A woman rings her local maternity unit for advice reporting that she has not noticed fetal movement in the preceding few hours while out shopping. You advise her to lie down on her left side and focus on movements felt. For how long do you suggest she do this before ringing back if no movements are felt?
a. 30 minutes
b. 45 minutes
c. 1 hour
d. 1 hour 30 minutes
e. 2 hours
E - 2 hours
There is insufficient evidence to recommend formal fetal movement counting using specific time limits – women who are concerned about their baby’s individual pattern after 28 weeks should contact their local maternity unit and not wait until the next day. Women who are unsure should be advised to lie on their left and focus on movements for 2 hours – if they do not feel 10 or more in that time, they should contact their midwife or local unit immediately. By term, the average number of movements per hour is ~30 with the longest period between movements (i.e. fetal sleep cycles) of 50-75 minutes. Such sleep cycles rarely last beyond 90 minutes in a healthy normal fetus.

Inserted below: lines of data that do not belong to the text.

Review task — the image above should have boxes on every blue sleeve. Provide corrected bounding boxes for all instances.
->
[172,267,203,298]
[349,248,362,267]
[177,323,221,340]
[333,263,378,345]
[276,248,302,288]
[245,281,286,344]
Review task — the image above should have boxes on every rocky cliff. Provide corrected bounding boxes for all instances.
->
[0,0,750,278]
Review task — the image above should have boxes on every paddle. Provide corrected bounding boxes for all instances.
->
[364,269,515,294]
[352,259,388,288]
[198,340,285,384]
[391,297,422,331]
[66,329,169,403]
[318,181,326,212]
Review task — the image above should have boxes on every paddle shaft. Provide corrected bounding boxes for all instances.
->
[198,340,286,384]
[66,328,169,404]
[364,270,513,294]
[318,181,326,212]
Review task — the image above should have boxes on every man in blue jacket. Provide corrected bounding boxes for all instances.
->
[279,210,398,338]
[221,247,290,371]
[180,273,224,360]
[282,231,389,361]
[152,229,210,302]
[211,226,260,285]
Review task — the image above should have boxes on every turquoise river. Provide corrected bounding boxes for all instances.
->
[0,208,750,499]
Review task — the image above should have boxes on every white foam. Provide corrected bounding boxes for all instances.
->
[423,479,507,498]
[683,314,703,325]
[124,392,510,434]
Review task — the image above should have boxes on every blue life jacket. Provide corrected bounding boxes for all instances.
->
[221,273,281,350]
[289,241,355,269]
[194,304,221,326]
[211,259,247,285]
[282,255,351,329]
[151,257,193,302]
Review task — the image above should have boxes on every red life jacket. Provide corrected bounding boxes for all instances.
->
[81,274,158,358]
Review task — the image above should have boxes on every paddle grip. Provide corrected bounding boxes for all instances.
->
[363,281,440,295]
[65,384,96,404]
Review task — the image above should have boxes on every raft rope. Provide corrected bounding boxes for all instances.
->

Ultrasound assessment of the fetus is a tool commonly employed in assessment of reduced fetal movement after 28 weeks gestation. This is particularly the case where concern around movement persists despite a normal CTG. What specifically should be the main focus of the ultrasound assessment in this context?
a. EFW and liquor volume
b. Umbilical artery doppler
c. EFW and umbilical artery doppler
d. Liquor and umbilical artery doppler
e. Fetal movement on scan
A - EFW and Liquor Volume
Ultrasound scan assessment should be undertaken as part of the preliminary investigations of a woman presenting with RFM after 28 weeks if this persists despite a normal CTG or there are other risk factors for FGR or stillbirth. It should include assessment of the AC/EFW to detect SFGA and assessment of amniotic fluid volume.